Przerwany sen Szwedów przed ćwierćfinałem
Dla piłkarzy reprezentacji Szwecji sobota rozpoczęła się nietypowo, od ewakuacji z hotelu. Wszystko przez alarm przeciwpożarowy. Po kilkunastu minutach okazało się, że żadnego zagrożenia nie było. O godzinie 16.00 czasu polskiego zespół „Trzech Koron” w ćwierćfinale mistrzostw świata zmierzy się z drużyną Anglii.
Piłkarze Szwecji musieli opuścić hotel w Samarze w sobotę rano z powodu alarmu pożarowego, który okazał się fałszywy. – To było tuż po wpół do ósmej rano, alarm był fałszywy. Wszyscy zawodnicy czują się dobrze rzecznik – poinformował rzecznik reprezentacji Staffan Stjernholm, cytowany na stronie internetowej szwedzkiej federacji.
Według kierownictwa hotelu alarm wyłączył się ponieważ ktoś palił w pokoju lub przypadkowo nacisnął przycisk alarmu przeciwpożarowego. Po kilkunastu minutach zawodnicy wrócili do pokoju. – To była nietypowa pobudka – stwierdził Mikael Lustig, dla którego poranne zdarzenie nie będzie miało większego znaczenia. W meczu z Anglią będzie pauzował za kartki.

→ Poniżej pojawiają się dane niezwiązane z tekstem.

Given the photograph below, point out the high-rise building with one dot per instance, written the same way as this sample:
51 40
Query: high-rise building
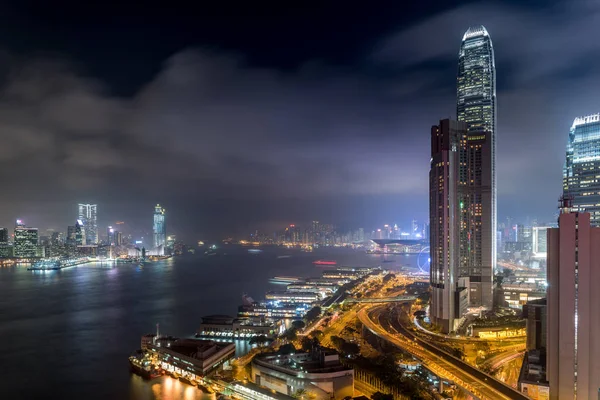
573 301
539 241
110 236
448 300
89 217
159 227
476 106
3 235
580 173
80 233
26 241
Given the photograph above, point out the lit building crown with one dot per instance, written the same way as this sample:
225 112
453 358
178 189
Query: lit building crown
475 31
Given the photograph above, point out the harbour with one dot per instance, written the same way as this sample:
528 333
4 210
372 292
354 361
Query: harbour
120 302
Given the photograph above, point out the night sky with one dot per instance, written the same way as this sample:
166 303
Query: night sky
252 116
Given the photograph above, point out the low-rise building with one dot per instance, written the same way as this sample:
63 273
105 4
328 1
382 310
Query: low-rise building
293 297
319 374
189 358
239 328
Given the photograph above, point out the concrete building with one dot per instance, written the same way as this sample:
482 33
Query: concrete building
189 358
26 242
539 241
535 313
239 328
573 301
444 221
582 162
476 106
319 373
88 215
159 228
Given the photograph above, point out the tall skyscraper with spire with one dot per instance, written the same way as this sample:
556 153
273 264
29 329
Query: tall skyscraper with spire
159 227
476 106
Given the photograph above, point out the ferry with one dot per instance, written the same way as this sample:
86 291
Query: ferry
185 379
325 262
285 280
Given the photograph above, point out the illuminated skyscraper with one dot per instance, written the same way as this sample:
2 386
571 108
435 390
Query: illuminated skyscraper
80 233
449 297
26 241
3 235
580 174
89 217
573 301
476 106
159 228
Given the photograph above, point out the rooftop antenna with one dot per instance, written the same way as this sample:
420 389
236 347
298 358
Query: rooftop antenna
565 203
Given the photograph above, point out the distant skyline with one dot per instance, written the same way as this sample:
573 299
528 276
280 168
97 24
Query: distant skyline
258 122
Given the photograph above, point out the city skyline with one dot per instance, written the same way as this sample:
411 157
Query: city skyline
303 164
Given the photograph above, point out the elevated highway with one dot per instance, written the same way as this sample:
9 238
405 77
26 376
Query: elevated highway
396 299
446 366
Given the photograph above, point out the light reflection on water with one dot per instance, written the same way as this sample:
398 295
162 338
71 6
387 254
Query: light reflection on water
69 332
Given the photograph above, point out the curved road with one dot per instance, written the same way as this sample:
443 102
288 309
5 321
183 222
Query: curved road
446 366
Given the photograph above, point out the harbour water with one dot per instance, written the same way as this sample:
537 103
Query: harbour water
68 333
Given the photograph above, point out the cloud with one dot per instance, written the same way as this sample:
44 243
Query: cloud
211 129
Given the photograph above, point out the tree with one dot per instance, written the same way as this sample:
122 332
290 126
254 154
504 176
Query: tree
287 349
290 334
260 340
337 342
308 343
351 349
298 324
312 314
382 396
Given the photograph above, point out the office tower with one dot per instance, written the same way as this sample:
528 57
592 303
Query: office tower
448 300
573 301
89 217
71 233
159 228
582 163
80 233
476 106
110 236
26 241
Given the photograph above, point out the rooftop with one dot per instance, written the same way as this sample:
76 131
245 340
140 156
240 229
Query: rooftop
318 361
475 31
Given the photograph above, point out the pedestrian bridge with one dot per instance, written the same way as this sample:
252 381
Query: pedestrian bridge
397 299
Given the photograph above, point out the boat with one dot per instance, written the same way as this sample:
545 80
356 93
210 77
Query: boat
324 262
143 367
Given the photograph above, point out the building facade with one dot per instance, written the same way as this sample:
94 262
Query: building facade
573 301
89 217
319 374
580 174
476 106
444 217
3 235
159 227
26 242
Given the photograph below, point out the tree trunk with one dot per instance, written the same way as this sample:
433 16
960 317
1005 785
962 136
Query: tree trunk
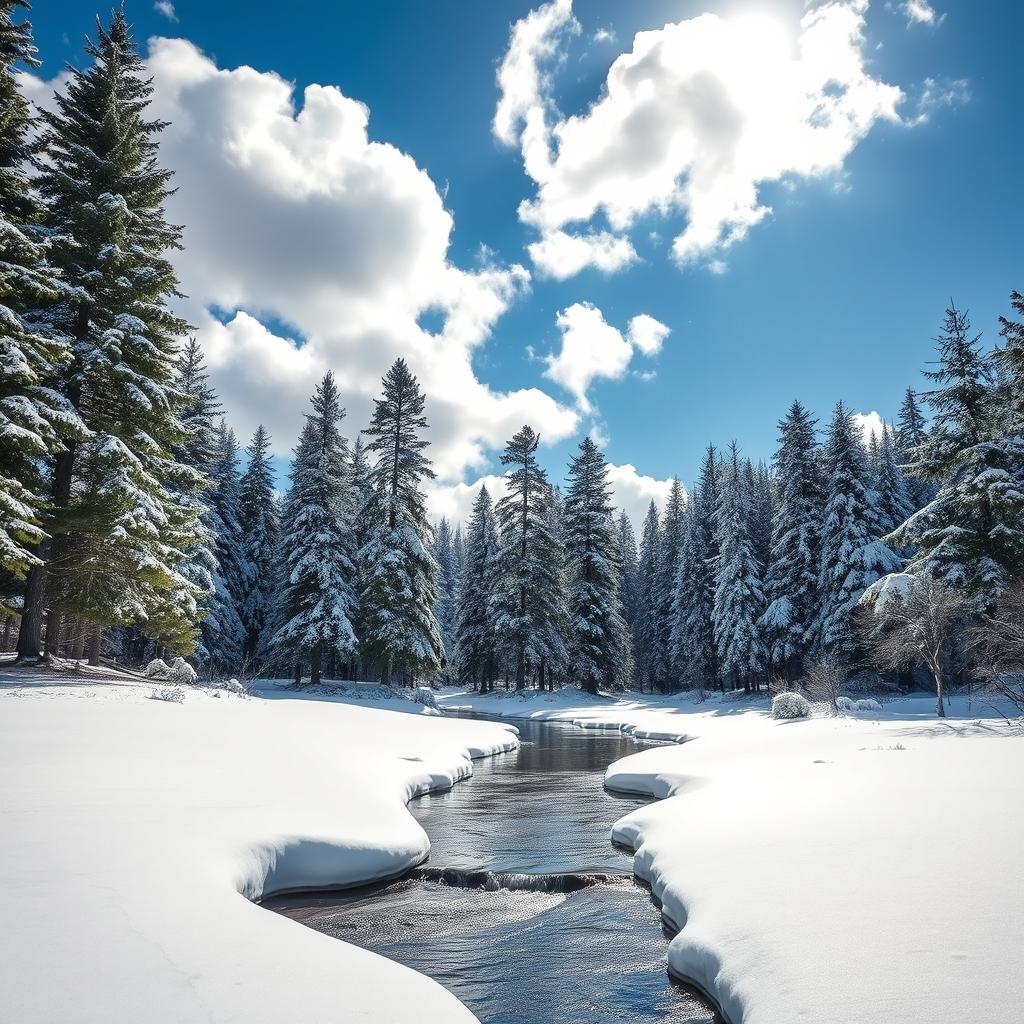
95 645
30 634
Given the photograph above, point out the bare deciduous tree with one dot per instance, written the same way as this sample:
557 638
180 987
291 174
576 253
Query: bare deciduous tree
997 644
925 624
825 679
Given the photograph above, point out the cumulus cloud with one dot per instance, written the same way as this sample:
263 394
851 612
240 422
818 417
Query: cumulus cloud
922 12
308 247
592 348
632 492
690 123
868 424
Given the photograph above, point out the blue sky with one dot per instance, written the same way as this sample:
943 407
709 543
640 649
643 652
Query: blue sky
836 295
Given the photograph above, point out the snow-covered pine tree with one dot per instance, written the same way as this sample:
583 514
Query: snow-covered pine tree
673 528
596 623
105 193
317 597
851 554
647 649
970 536
475 637
399 574
232 570
910 435
693 650
526 604
738 592
34 418
891 501
445 607
258 521
791 584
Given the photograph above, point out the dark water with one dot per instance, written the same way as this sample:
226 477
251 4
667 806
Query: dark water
582 945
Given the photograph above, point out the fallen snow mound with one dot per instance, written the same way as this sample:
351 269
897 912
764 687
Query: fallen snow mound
790 706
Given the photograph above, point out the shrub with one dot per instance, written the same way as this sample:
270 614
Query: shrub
787 706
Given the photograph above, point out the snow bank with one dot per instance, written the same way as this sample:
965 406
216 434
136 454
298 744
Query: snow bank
132 829
848 870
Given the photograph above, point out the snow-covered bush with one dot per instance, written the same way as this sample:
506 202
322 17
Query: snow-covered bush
425 695
169 693
790 706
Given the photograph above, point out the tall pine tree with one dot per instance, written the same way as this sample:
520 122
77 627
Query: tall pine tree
399 574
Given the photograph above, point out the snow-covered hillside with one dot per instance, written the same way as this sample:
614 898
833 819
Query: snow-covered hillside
856 869
133 828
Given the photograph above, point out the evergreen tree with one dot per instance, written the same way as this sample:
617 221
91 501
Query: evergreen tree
910 435
673 528
317 599
647 637
596 622
791 585
475 635
526 601
970 535
852 556
738 593
34 418
232 570
399 582
104 193
445 608
258 522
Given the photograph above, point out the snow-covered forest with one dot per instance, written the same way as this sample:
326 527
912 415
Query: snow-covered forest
129 529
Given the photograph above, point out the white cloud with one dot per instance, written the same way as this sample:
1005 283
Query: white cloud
922 12
632 493
690 122
592 348
297 221
937 94
868 424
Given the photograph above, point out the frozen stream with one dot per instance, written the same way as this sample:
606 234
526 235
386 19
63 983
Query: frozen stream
521 956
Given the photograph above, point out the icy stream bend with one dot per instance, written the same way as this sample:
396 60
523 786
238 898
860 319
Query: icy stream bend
525 910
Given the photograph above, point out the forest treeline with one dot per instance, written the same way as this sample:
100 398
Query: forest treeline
128 528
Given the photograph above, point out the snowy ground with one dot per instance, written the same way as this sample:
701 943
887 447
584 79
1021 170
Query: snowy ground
132 828
843 870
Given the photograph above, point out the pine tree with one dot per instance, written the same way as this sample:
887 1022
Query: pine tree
738 593
892 501
475 635
791 584
970 535
258 523
852 556
105 193
526 603
232 571
445 608
317 599
673 527
692 630
648 638
596 622
910 435
34 418
399 582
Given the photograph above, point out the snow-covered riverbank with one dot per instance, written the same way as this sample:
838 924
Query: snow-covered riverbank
129 826
845 870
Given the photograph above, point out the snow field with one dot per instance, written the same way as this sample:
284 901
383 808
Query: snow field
132 828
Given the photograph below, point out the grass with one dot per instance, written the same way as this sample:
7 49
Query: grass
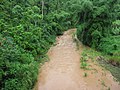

Ostatnie spotkania obu drużyn
Szwecja i Anglia grały przeciwko sobie w piłkarskich mistrzostwach świata dotychczas dwa razy. Oba spotkania kończyły się remisami. – Nasi rywale to świetny zespół, który potrafi szybko rozgrywać piłkę, no i oczywiście ma z przodu Harry’ego Kane’a. Jeśli skupimy się na obronie i kontratakach, wierzę, że strzelimy gole – powiedział kapitan „Trzech Koron” Andreas Granqvist.